Un premier tome d’un diptyque qui tient très bien la route, bonne surprise. Une aventure sur fond de Moyen-Âge, des monstres à origine humaine, un trio très sympathique qui va semer la pagaille, Le Roi des Fauves a été adapté d’après Aurélie Wellenstein romancière fantasy et BD. On est bien sûr en plein fantastique mais pas que. On peut aussi y voir une part sociale et politique. David Chauvel est au scénario sur un dessin réaliste très bien maîtrisé et puissant de Sylvain Guinebaud (Robilar ou le maistre chat).

Un paysage de rêve, trois amis qui se baignent, Oswald qui fait la tête et passe son temps à dessiner, la jeune Kaya et le costaud Ivar forgeron. La famine règne dans le pays et les Thorwalds volent les récoltes. Un matin ils sont arrêtés tous les trois par les soldats du prince local, emmenés dans une cage au château des Thorwalds. Ils savent pourquoi. Afin de nourrir son père Ivar avait décidé de braconner ce qui est passible de mort et les deux autres l’ont suivi. Pendant une pause, dans leur cage ils s’aperçoivent qu’un Berserkir, humain transformé en animal a aussi été capturé. Ce sont eux que le château envoie détruire les villages rebelles. Pendant leur partie de chasse le trio a été pris au piège par le prince et son maître d’armes. Et tout a mal tourné car le prince a voulu violer Kaya. Il est tombé de la falaise en voulant échapper à Ivar. Arrivés au château le trio stupéfait constate que le prince défiguré a survécu. Il décide de faire d’eux des Berserkirs à son service. Une transformation physique très douloureuse car un parasite, le lehrling est introduit dans le corps et transforme l’humain en bête enragée.

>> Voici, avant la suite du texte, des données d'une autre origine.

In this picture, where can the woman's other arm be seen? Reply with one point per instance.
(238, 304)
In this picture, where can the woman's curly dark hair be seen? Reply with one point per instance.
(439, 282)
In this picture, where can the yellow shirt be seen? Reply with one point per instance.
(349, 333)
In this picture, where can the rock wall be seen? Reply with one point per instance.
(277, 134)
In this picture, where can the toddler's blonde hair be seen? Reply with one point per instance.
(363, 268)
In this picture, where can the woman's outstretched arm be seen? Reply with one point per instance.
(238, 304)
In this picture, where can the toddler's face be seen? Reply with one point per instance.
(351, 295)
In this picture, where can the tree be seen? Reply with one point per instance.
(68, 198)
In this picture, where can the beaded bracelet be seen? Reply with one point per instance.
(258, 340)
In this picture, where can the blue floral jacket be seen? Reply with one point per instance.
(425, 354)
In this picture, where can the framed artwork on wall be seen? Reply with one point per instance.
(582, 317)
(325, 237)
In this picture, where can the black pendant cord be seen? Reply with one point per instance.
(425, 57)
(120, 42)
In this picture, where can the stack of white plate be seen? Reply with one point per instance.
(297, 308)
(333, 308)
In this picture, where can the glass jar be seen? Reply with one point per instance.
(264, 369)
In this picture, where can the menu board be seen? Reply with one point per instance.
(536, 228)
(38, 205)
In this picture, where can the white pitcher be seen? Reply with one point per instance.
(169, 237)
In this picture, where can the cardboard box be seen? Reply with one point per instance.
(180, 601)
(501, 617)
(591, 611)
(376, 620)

Il y aura évidemment un élément qui va venir troubler la fête. Le Roi des Fauves va intervenir mais on garde le suspense nécessaire à cette aventure hors du commun dans un genre pour une fois où tout est clair, compréhensible et bien mis en scène. Très bons décors, paysages et ambiances, un beau jeu de couleurs de Lou, une pointe d’humour avec Oswald, le dessin très soigné, inventif est très efficace. On attend avec impatience le tome 2 et la fin de cette saga.